日本オリンピック委員会(JOC)は6月13日、東京都新宿区のJapan Sport Olympic Squareにおいてプライドハウス東京(事務局:認定NPO法人グッド・エイジング・エールズ代表)と包括協定締結調印式を行いました。
JOCは、2021年8月、東京2020大会を契機とし、誰もが自分らしく生きられる共生社会の実現にむけた「東京2020 D&I アクション」として、人種、肌の色、性別、性的指向及び性自認、障がいの有無、宗教、国籍、年齢など、それぞれの個性を尊重しながらお互いに認め合い、各自がそれぞれ個性を生かし、自分らしく活躍できる組織を目指すことを宣言しました。そして、東京2020大会のレガシーとなる「東京2020 D&I アクション」で示した目標に対する具体的なアクションとして、本協定を締結することとしました。
はじめに籾井圭子JOC常務理事による今回の「包括協定」概要説明の後、調印式を実施。挨拶に立った山下泰裕JOC会長は契機となった東京2020大会について、「大会に参加した多様な個性のある人々が自分らしさを発揮し、お互いを認め合い、違いを生かしながら協力することの素晴らしさを改めて認識する場となったと思います。また、LGBTQ+を公表したアスリートも過去最多と伺っています。このような経験を引き継ぎ、レガシーとしていくためには、まずスポーツ界がLGBTQ+について理解を深めていくことが重要だと思っております」と説明。また、「この締結を機に、JOCはもちろん、加盟団体を巻き込んでいき、誰もが自分らしく生きられる共生社会を目指して、プライドハウス東京様のお力添えをいただきながら取り組んでいきたいと思います」と連携を深めていくことへの期待の言葉を述べました。
続いて、プライドハウス東京(認定NPO法人グッド・エイジング・エールズ代表)の松中権代表はまず、「東京2020大会を契機にスポーツ界にとどまらず、日本社会全体で誰もが自分らしく過ごしていけるような社会を目指して活動をしています」と活動の経緯を紹介。また、今回の協定締結について「皆さんと協力してスポーツ界に、そして日本社会にアクションを起こしていけることを大変心強く思っております」と述べ、「加盟団体の皆さんとも協力をしながらLGBTQ+当事者の方、そしてすべての方々が安心安全にスポーツを楽しめることや、より多くの方々が想いを持ってつながり合い、社会を変えていくために個人としても、プライドハウス東京としても全力で取り組んでいきたいと思っております」と決意を語りました。

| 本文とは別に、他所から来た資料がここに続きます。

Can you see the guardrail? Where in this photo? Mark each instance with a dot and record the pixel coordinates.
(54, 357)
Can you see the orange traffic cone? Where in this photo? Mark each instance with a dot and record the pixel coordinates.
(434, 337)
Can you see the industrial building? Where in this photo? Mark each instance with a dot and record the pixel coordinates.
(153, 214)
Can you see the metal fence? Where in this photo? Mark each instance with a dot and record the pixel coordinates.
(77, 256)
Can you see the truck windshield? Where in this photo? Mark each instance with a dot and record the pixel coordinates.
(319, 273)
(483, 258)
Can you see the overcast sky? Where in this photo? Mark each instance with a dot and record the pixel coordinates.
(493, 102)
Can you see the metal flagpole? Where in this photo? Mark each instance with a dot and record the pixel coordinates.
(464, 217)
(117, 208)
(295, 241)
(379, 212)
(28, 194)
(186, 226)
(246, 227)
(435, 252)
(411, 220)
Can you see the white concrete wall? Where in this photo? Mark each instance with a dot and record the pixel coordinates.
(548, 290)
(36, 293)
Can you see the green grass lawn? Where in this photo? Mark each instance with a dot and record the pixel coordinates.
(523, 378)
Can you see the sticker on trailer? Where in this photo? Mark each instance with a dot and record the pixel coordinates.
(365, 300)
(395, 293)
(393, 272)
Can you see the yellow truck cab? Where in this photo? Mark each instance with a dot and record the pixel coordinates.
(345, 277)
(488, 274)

次に挨拶に立った元フェンシング選手でもある杉山文野JOC理事は、LGBTQ+の当事者として「当時は日本のスポーツ界において、LGBTQ+に関する情報はほぼ皆無に等しい状況でした。その中で自分らしくなりたいと思えば、競技者としての人生はなく、競技を続けたいと思えば自分らしくいられず、カミングアウトできないまま引退してしまいました。今回、こういった日を迎えることができたことは非常に感慨深く、大変嬉しく思っております」とコメント。また、「この協定がスポーツで社会課題解決に貢献するというJOCのビジョンを進めていく良い事例の一つとできるように、私自身も邁進してまいりたいと思います」と述べました。